The number of older patients stranded in hospitals waiting on residential aged care or support at home has doubled in just under a decade.

And the average wait for those patients in Hunter hospitals for has blown out to an average of 20 days.

The Australian Institute of Health and Welfare's 20th biennial report has revealed that the number of patients experiencing discharge delays has grown from 14,700 patients in 2014-5, to 29,600 in 2023-24.

Figures showing which patients waited longer and for what reasons remained rubbery, with any findings limited by a lack of nationally consistent data, the report said.

When the Newcastle Herald first requested aged care bed block figures in 2024 under freedom of information legislation, the answer was that "no data" was available for most Hunter hospitals throughout 2021, 2022, and 2023.

NSW Health Minister Ryan Park has since confirmed that the Hunter and Shoalhaven health districts had "the highest numbers of people" affected by the issue.

He concedes that hospitals are not designed to be places where people "spend months and months on end".

According to the latest Bureau of Health Information quarterly performance statistics, the number of days that non-acute patients spend in Hunter hospitals has increased to 20 days during the first quarter of this year, up from 15 days in 2021.

President of the NSW branch of the Australian Medical Association, Fred Betros, said that across NSW almost 1300 patients were stranded in a hospital, and he pointed the finger at the federal government over a lack of aged care beds and NDIS placements.

"These patients no longer need acute hospital treatment," Dr Betros said. "They are ready to leave, but there is nowhere safe for them to go. "

The impact was felt right across the system in the Hunter New England Local Health District, where hospitals recorded their highest number of bed days for a summer quarter, despite treating slightly fewer patients, in the January to March 2026 quarter, while patients who did not require acute care were staying an average 20 days.

"When a patient cannot leave hospital, their bed remains occupied," Dr Betros said.

"The patient waiting in the emergency department cannot move to a ward and planned surgery can be delayed. With longer stays, older patients can lose strength, mobility, confidence and independence simply because the Federal Government has not provided the services they need outside hospital."

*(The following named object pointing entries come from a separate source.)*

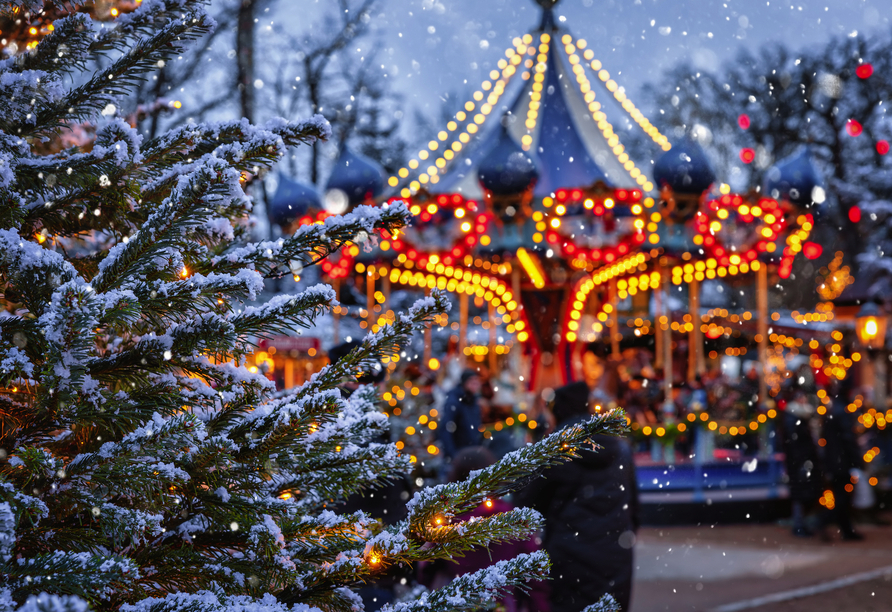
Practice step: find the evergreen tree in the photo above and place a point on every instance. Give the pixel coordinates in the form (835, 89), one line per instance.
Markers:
(142, 466)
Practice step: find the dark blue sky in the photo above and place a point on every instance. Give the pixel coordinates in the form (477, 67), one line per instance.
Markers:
(433, 46)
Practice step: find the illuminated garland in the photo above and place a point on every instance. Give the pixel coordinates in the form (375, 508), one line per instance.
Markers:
(618, 92)
(735, 428)
(498, 81)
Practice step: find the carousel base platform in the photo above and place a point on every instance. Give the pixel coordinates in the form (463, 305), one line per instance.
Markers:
(744, 490)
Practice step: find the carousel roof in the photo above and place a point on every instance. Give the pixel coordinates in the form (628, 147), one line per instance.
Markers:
(555, 115)
(793, 178)
(358, 176)
(292, 200)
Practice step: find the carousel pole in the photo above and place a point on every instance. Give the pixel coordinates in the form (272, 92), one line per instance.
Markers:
(493, 342)
(762, 305)
(694, 338)
(370, 298)
(463, 327)
(428, 335)
(385, 289)
(523, 363)
(658, 336)
(668, 408)
(614, 326)
(667, 336)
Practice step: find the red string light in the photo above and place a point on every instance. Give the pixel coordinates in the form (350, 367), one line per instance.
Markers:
(864, 71)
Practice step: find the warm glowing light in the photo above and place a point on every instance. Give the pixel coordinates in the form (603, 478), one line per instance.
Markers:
(532, 267)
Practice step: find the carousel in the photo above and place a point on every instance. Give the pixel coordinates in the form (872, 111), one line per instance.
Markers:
(529, 209)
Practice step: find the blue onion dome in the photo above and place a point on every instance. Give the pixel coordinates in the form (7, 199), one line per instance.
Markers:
(355, 176)
(292, 200)
(795, 179)
(684, 168)
(506, 168)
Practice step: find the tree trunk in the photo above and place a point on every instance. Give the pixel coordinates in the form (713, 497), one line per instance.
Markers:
(244, 41)
(313, 91)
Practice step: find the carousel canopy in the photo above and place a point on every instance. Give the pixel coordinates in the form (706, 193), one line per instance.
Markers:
(794, 179)
(292, 200)
(357, 176)
(507, 168)
(684, 168)
(555, 116)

Discharge delays in the public health system prompted a NSW Productivity and Quality Commission Inquiry to review the situation, which is due to deliver recommendations in November.

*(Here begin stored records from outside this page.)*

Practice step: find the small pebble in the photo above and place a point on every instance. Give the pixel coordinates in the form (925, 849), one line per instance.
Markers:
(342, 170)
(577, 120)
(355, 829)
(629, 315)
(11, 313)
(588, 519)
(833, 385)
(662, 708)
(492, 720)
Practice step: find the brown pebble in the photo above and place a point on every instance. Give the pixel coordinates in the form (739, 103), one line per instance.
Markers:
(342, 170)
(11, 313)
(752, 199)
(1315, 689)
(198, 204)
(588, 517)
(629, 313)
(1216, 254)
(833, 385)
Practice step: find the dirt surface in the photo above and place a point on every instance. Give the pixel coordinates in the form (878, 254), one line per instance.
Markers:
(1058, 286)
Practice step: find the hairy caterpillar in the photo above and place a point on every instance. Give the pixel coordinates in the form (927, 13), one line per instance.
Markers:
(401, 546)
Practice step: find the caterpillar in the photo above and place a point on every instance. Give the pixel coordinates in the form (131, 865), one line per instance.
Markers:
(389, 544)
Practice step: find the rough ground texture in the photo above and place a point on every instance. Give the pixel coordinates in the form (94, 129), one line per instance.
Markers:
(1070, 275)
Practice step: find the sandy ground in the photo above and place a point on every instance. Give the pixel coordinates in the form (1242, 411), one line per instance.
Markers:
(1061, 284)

The AIHW is also performing analyses using linked data to assess whether older patients with certain conditions are more likely to experience a delayed discharge from hospital, for example, dementia diagnosis.

While delayed discharges were the immediate focus of national consistency, the approach has broader relevance, as man other health system areas shared similar data challenges, the AIHW report says.

John Hunter Hospital staff have spoken out about the strain that bed block is having on their staff and patients, saying the hospital was short between 40 and 65 beds across the hospital every day.

Rosie Dewil, the hospital's branch president for the NSW Nurses and Midwives' Association, said the hospital was frequently in code black, meaning they had more patients than beds, a rare phenomenon pre-COVID.

"Sometimes people come out of an operation and need an intensive care bed, but there isn't one available," Ms Dewil said.

"And sometimes we can't discharge people from intensive care to the wards because there isn't a bed available."